As you can see, the configuration requires access to an existing Azure Storage account, established based on the combination of the account name and one of its keys. Not surprisingly, the auditing settings also require an existing Azure SQL Database logical server. To implement the resource, a template is used that will, additionally, automatically provision the storage account so that its only parameter will be the logical server name. There are a few more interesting aspects of the template:

  • The name of the storage account must be globally unique. In order to generate it, rely on the uniqueString() function with the seed value derived from the resource group identifier (guaranteed to be globally unique). The resulting string can also be prepended with the 'st' prefix by using the concat() function in order to ensure that the storage account name starts with a letter.

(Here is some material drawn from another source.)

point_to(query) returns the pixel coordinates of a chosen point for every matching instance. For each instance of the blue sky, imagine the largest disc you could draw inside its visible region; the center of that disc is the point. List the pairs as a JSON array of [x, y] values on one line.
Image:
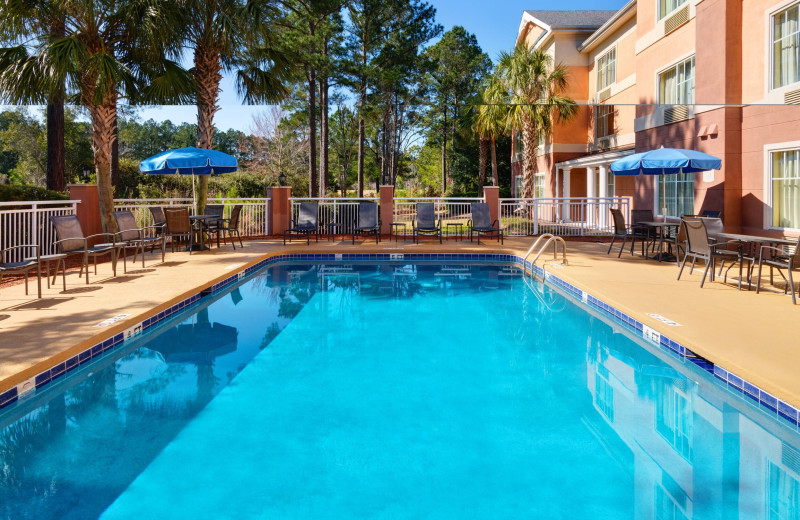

  • The storage account name is stored in a variable to facilitate multiple references to its value throughout the template
  • The value of the first storage account key is retrieved by using the listKeys() function
  • The target Azure region where the deployment takes place is determined based on the location of the resource group. Note that this presumes that the resource group location matches the location of the logical server.
    {
      "$schema": "https://schema.management.azure.com/schemas/2015-01-01/deploymentTemplate.json#",
      "contentVersion": "1.0.0.0",
      "parameters": {
        "serverName": {
          "type": "string"
        }
      },
      "variables": {
          "storageAccountName": "[concat('st', uniqueString(resourceGroup().id))]" 
      },
      "resources": [
        {
          "type": "Microsoft.Storage/storageAccounts",
          "name": "[variables('storageAccountName')]",
          "apiVersion": "2018-07-01",
          "location": "[resourceGroup().location]",
            "sku": {
              "name": "Standard_LRS"
            },
          "kind": "Storage",
          "properties": {
          }
        },
        {
          "name": "[parameters('serverName')]",
          "type": "Microsoft.Sql/servers",
          "apiVersion": "2015-05-01-preview",
          "location": "[resourceGroup().location]",
          "properties": {
            "version": "12.0"
          },
          "resources": [
            {
              "name": "DefaultAuditingSettings",
              "type": "auditingSettings",
              "apiVersion": "2017-03-01-preview",
              "dependsOn": [
                 "[concat('Microsoft.Sql/servers/', parameters('serverName'))]",
                 "[concat('Microsoft.Storage/storageAccounts/', variables('storageAccountName'))]"
              ],
              "properties": {
                 "state": "Enabled",
                 "storageEndpoint": "[concat('https://', variables('storageAccountName'), '.blob.core.windows.net/')]",
                 "storageAccountAccessKey": "[listKeys(resourceId('Microsoft.Storage/storageAccounts', variables('storageAccountName')), providers('Microsoft.Storage', 'storageAccounts').apiVersions[0]).keys[0].value]",
                 "storageAccountSubscriptionId": "[subscription().subscriptionId]",
                 "retentionDays": 0,
                 "auditActionsAndGroups": null,
                 "isStorageSecondaryKeyInUse": false
              }
            }
          ]
        }
      ],
      "outputs": {}
    }
    

    Deploying the template will automatically result in the logical server auditing enabled with unlimited retention and the storage account included in the deployment configured as the audit log destination. This concludes the sample, template-based configuration of an existing Azure SQL Database logical server. Other uses of templates will be illustrated in upcoming articles published on DatabaseJournal.